In Italy on Monday and Tuesday, the Iranian president closed several business deals worth €17 billion. Most notably, the Saipem company signed a memorandum of understanding for gas and oil projects worth €3.5 billion.
He also signed 17 cooperation accords with Italian prime minister Matteo Renzi. The agreement covers industry, mining, the health sector, banking, shipbuilding and infrastructures.
Renzi, who said that the visit was "just the beginning" in relations between Italy and Iran, announced he would travel to Iran in the coming months.
After years of Western sanctions Iran is set to modernise its economy and industry. Europe, once Iran's main trade partner, is trying to position itself.
On 17 January the EU energy commissioner said an EU delegation would travel to Iran soon to explore possible cooperation on nuclear, oil, gas, renewable energy and energy efficiency.
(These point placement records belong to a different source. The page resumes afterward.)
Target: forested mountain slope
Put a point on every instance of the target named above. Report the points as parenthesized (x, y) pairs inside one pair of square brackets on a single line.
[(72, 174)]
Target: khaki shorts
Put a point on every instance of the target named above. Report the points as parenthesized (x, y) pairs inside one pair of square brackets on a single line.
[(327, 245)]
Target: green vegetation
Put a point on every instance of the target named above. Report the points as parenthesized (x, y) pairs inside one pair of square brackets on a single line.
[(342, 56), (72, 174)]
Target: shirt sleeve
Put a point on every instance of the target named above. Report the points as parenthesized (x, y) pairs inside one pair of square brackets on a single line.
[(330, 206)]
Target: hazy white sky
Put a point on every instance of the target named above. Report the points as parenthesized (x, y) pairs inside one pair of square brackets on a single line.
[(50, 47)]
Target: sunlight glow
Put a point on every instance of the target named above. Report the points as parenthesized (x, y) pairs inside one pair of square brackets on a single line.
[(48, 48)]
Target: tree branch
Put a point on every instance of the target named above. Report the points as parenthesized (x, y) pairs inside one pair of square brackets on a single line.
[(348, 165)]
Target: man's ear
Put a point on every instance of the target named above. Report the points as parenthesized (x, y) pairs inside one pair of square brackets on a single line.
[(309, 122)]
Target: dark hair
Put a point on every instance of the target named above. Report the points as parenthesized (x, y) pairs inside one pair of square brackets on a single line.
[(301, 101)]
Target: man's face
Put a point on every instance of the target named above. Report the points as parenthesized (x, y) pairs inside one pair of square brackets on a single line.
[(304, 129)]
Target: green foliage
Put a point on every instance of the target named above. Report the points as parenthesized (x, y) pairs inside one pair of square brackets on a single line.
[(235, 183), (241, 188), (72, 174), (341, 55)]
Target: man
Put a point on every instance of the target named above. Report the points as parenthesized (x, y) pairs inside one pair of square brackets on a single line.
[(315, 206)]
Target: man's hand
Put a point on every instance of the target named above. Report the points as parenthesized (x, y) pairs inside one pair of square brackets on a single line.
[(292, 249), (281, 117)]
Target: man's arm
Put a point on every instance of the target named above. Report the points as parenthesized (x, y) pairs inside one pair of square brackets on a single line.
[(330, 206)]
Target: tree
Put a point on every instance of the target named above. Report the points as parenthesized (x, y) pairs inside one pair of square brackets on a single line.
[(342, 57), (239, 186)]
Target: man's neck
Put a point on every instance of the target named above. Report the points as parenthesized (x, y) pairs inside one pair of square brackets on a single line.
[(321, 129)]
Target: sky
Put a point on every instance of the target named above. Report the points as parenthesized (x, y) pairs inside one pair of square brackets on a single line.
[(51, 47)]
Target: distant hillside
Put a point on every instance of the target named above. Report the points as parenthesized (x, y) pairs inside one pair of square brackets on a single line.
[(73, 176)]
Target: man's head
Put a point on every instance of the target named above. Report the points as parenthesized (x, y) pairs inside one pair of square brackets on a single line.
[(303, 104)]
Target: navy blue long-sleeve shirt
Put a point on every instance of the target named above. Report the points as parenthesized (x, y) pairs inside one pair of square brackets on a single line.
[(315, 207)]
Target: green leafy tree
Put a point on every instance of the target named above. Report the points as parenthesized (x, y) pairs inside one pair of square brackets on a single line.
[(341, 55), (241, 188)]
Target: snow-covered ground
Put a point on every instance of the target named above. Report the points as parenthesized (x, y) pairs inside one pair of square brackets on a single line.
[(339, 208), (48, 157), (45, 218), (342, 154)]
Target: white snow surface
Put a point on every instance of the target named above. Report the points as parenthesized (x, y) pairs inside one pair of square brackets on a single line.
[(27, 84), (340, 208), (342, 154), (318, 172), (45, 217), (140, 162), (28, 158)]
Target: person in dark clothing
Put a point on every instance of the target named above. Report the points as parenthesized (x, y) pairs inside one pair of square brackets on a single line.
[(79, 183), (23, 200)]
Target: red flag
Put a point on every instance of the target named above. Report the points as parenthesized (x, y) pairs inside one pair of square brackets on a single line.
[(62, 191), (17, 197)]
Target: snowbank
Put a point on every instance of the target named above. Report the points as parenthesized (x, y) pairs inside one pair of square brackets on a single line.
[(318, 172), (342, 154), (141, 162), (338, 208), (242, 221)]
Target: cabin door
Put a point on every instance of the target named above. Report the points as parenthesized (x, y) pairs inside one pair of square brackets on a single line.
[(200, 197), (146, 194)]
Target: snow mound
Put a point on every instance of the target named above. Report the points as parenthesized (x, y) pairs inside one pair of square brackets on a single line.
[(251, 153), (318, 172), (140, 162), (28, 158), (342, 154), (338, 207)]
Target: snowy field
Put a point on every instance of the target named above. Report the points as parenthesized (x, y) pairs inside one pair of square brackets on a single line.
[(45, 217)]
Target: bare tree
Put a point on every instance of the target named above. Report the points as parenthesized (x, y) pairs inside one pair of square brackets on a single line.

The Iranian president's visit has come with some unusual arrangements. On Tuesday, antique nude statues in Rome's Capitol museum were covered to avoid shocking the delegation.
In Paris, the meeting between Rouhani and president Francois Hollande will be held between lunch and dinner, because the two leaders' offices could not agree on whether to have wine on the table or not.
Despite the political will and economic appetite, business leaders are waiting to see how the relation with Iran will evolve.
Sanctions were lifted because Iran complied with demands on its nuclear military programme. But if it stops respecting its commitments, sanctions would be imposed again.
"There is a risk," a business source told French daily Liberation. "Everyone goes [to Iran] because you have to be there. But the reverse gear is ready to be activated."